The now estimated 1,100-pound steer is set to go to the butcher next week with half of the beef going to St. Anthony's Center. But Gair said there still is some work to do before he goes there.
Now that he's old enough to go to pasture, Gair said the steer has to keep eating in order to get to the biggest he can be.
The steer is being taken care of at Sky-Hi Family Farm, where Gair has been working for the past four years.
She was able to get the dairy-beef calf from a farmer down the road when it didn't look like the steer would live very long.
"He was supposed to die," Gair said. "He survived but he wasn't supposed to."
After the calf surprisingly survived, Gair said she decided to keep it and then had the idea to make it her senior project.
"Not a lot of people are going to raise cows and donate them," she said when talking about her project. "It's not normal anymore."
She also said it's most likely not on the same scale as others' projects.
"I would think it's bigger than most," Gair said.
Gair was there for all of the growing pains of raising a calf. She had to raise it to be on feed, halter break it - teaching it to walk for show - and work with it to continue to grow.
"We just feed them until they're big enough to go into pasture," she said.
At first, she said she wasn't sure what she wanted to do with the beef once it was butchered, but she recently decided it would go to St.

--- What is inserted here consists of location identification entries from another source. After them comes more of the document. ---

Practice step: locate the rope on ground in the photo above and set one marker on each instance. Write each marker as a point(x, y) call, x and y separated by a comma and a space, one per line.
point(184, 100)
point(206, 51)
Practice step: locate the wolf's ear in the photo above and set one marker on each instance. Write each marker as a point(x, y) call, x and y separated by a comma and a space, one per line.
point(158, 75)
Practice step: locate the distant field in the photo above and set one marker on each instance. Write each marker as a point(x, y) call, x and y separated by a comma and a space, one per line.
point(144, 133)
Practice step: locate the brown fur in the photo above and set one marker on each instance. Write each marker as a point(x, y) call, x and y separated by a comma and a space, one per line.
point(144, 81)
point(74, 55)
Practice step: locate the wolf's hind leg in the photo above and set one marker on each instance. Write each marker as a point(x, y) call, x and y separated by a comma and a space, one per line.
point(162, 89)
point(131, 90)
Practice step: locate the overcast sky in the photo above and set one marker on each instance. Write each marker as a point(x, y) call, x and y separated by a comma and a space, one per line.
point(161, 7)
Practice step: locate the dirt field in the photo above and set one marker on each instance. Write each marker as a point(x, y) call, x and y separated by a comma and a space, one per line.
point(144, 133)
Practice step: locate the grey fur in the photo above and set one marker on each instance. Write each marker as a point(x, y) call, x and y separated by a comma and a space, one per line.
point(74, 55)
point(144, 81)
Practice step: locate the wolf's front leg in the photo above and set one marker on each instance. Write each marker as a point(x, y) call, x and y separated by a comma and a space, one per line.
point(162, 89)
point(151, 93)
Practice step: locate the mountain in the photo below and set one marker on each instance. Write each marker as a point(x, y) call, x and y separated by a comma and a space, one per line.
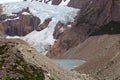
point(34, 22)
point(18, 61)
point(91, 18)
point(94, 38)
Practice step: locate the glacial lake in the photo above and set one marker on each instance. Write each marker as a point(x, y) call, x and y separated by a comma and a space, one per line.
point(69, 63)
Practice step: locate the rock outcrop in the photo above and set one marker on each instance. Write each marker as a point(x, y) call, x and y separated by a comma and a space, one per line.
point(102, 54)
point(93, 15)
point(19, 61)
point(19, 25)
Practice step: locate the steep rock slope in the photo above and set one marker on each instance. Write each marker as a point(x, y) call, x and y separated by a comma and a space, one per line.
point(19, 61)
point(91, 18)
point(102, 54)
point(78, 3)
point(34, 21)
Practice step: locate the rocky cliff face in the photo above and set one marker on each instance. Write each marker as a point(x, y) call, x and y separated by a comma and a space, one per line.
point(19, 25)
point(18, 61)
point(94, 15)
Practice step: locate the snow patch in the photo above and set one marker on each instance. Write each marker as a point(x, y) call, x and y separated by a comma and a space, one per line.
point(42, 40)
point(25, 13)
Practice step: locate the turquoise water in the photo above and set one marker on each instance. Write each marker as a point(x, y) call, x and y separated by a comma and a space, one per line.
point(69, 63)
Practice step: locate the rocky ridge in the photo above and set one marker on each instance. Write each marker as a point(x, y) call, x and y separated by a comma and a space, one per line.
point(92, 17)
point(20, 61)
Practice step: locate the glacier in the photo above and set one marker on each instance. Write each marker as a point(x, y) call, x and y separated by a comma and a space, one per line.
point(41, 40)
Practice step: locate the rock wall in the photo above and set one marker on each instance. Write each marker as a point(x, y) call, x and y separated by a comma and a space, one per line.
point(91, 18)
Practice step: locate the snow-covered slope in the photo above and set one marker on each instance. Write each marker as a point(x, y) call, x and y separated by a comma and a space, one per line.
point(60, 2)
point(6, 1)
point(42, 40)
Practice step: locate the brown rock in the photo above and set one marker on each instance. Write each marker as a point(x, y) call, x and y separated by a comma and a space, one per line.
point(91, 18)
point(44, 24)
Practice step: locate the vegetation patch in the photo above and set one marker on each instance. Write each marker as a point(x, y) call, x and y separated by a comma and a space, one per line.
point(3, 48)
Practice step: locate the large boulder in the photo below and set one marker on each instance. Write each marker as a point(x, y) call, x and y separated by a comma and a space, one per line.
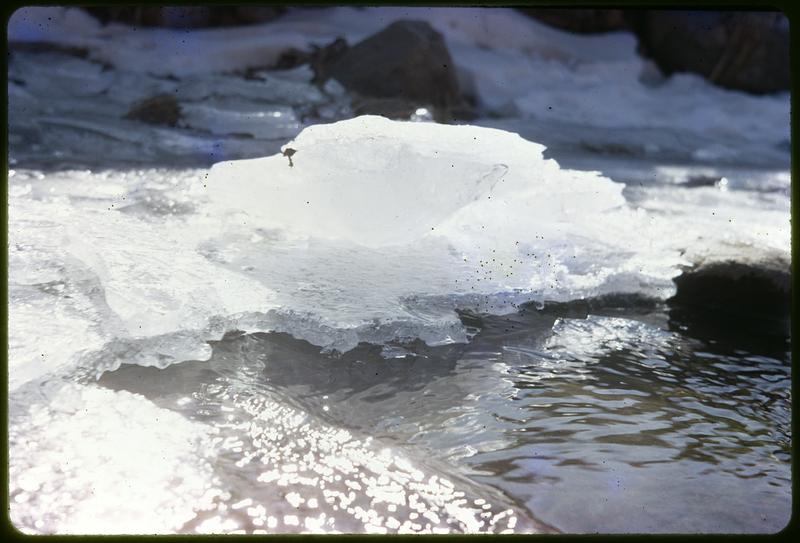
point(408, 60)
point(737, 286)
point(746, 51)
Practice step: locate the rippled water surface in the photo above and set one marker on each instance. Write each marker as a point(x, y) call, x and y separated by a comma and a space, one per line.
point(584, 422)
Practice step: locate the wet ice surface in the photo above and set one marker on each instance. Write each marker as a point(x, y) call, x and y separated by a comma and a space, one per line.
point(377, 401)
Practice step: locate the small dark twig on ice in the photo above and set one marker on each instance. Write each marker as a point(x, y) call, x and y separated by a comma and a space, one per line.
point(288, 152)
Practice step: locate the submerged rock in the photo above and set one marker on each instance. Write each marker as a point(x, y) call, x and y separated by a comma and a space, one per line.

Anthony's. Gair said she's happy with the decision.
"They were really grateful," she said. "It feels good."
Gair said she became interested in it when a couple of her friends joined different organizations such as Future Farmers of America. She said since most of her friends are in these organizations they weren't surprised at what she was planning on doing for her project.
"A lot of my friends are FFA people so they weren't too surprised," Gair said, "but a little surprised, I guess."
Gair expects about 400 pounds of beef to be donated May 1. She said she learned how hard it is to do this line of work from the experience but it's what she likes to do.
"I'm doing what I like to do," she said. "I like being around the cows."